En ce qui concerne l'interdiction de retour :
17. Aux termes de l'article L. 612-6 du code de l'entrée et du séjour des étrangers et du droit d'asile : " Lorsqu'aucun délai de départ volontaire n'a été accordé à l'étranger, l'autorité administrative assortit la décision portant obligation de quitter le territoire français d'une interdiction de retour sur le territoire français. Des circonstances humanitaires peuvent toutefois justifier que l'autorité administrative n'édicte pas d'interdiction de retour. Les effets de cette interdiction cessent à l'expiration d'une durée, fixée par l'autorité administrative, qui ne peut excéder trois ans à compter de l'exécution de l'obligation de quitter le territoire français ". Aux termes de l'article L. 612-10 du même code : " Pour fixer la durée des interdictions de retour mentionnées aux articles L. 612-6 et L. 612-7, l'autorité administrative tient compte de la durée de présence de l'étranger sur le territoire français, de la nature et de l'ancienneté de ses liens avec la France, de la circonstance qu'il a déjà fait l'objet ou non d'une mesure d'éloignement et de la menace pour l'ordre public que représente sa présence sur le territoire français. Il en est de même pour l'édiction et la durée de l'interdiction de retour mentionnée à l'article L. 612-8 ainsi que pour la prolongation de l'interdiction de retour prévue à l'article L. 612-11 ".

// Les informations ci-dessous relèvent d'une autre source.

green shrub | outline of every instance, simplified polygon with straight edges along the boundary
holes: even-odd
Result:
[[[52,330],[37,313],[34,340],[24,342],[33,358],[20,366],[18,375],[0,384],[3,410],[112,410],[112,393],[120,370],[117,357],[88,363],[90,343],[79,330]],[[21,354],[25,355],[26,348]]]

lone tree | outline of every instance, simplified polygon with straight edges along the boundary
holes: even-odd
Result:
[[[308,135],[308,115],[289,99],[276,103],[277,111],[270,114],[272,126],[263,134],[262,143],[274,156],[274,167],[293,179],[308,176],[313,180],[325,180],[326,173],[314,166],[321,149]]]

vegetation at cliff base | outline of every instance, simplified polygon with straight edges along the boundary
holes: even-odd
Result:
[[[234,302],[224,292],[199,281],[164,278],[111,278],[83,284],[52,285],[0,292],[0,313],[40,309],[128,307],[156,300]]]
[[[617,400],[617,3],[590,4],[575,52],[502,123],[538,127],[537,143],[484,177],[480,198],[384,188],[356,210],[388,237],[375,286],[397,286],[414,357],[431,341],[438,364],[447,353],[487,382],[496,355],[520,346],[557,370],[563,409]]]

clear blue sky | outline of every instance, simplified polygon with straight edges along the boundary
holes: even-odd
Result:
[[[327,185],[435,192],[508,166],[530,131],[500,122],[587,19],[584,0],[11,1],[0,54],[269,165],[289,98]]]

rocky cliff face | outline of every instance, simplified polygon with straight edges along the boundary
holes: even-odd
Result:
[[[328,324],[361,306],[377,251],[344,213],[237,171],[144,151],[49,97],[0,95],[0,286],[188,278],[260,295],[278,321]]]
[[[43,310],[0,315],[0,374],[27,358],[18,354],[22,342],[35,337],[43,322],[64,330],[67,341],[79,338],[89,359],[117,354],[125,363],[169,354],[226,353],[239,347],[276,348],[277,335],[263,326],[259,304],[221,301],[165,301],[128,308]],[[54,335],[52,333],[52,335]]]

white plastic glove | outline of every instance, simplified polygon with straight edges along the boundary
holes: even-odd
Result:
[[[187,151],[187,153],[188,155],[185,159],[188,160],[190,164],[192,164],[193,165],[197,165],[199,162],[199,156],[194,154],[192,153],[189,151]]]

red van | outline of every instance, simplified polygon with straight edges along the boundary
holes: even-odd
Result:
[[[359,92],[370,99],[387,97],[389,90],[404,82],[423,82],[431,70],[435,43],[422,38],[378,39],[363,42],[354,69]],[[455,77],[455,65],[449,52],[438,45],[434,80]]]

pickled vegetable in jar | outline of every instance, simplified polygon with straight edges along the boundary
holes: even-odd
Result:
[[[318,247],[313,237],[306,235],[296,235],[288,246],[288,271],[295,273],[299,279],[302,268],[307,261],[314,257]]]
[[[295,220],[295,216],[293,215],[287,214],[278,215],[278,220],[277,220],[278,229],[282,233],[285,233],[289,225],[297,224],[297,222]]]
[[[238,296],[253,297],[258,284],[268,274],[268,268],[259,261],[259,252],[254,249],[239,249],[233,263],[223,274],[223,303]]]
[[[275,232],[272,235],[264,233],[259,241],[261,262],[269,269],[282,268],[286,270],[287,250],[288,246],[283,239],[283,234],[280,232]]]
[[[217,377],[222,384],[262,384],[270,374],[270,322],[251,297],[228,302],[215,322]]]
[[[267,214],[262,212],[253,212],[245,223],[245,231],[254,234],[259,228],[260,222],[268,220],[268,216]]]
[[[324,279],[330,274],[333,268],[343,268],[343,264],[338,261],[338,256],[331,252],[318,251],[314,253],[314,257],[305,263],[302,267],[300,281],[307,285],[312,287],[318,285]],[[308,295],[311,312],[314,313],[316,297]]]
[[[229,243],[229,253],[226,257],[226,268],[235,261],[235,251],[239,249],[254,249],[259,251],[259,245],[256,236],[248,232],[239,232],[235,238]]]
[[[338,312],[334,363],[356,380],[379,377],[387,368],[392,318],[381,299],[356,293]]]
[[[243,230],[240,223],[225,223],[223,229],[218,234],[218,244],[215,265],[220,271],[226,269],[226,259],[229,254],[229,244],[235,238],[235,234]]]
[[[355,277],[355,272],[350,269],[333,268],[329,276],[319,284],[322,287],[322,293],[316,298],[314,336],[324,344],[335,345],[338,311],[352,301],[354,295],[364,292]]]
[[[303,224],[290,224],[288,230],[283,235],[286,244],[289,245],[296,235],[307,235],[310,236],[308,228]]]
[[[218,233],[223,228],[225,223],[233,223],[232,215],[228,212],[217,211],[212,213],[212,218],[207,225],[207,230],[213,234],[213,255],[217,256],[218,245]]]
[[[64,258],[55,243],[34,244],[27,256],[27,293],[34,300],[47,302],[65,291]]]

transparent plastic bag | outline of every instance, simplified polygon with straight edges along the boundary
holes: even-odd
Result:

18. En l'espèce, il ressort des pièces du dossier que M. A, célibataire et sans enfant à charge en France, est entré sur le territoire français il y a quatre ans selon ses déclarations et a été placé en garde-à-vue le 7 août 2024 pour des faits de faux documents administratifs qu'il a reconnus au cours de son audition par les services de gendarmerie de Château-Salins. Compte tenu du caractère récent de sa présence sur le territoire français et de l'absence de liens avec la France, bien que l'intéressé n'ait pas fait l'objet d'une précédente mesure d'éloignement, c'est sans entacher sa décision d'erreur de droit ou d'appréciation que le préfet de la Moselle a prononcé à son encontre une interdiction de retour sur le territoire français d'une durée de trois ans.
19. Au vu de ces éléments, les conditions dans lesquelles la garde-à-vue s'est déroulée le 7 août 2024 sont sans incidence sur la légalité de l'interdiction de retour contestée. Et le requérant ne peut davantage utilement soutenir qu'il ne présenterait pas de risque de fuite.
20. Il résulte de tout ce qui précède que M. A n'est pas fondé à demander l'annulation de l'arrêté du préfet de la Moselle. Il y a lieu, par voie de conséquence, de rejeter également ses conclusions à fin d'injonction et d'astreinte ainsi que celles tendant à l'application des dispositions de l'article L. 761-1 du code de justice administrative.
D E C I D E :
Article 1er : La requête de M. A est rejetée.
Article 2 : Le présent jugement sera notifié à M. B A et au préfet de la Moselle.
Délibéré après l'audience du 4 février 2025, à laquelle siégeaient :
M. Coudert, président,
Mme Milin-Rance, première conseillère,
Mme Grandjean, première conseillère.
Rendu public par mise à disposition au greffe le 4 mars 2025.
La rapporteure,
F. Milin-Rance
Le président,
B. Coudert
La greffière,
A. Mathieu
La République mande et ordonne au préfet de la Moselle en ce qui le concerne ou à tous commissaires de justice à ce requis en ce qui concerne les voies de droit commun contre les parties privées, de pourvoir à l'exécution de la présente décision.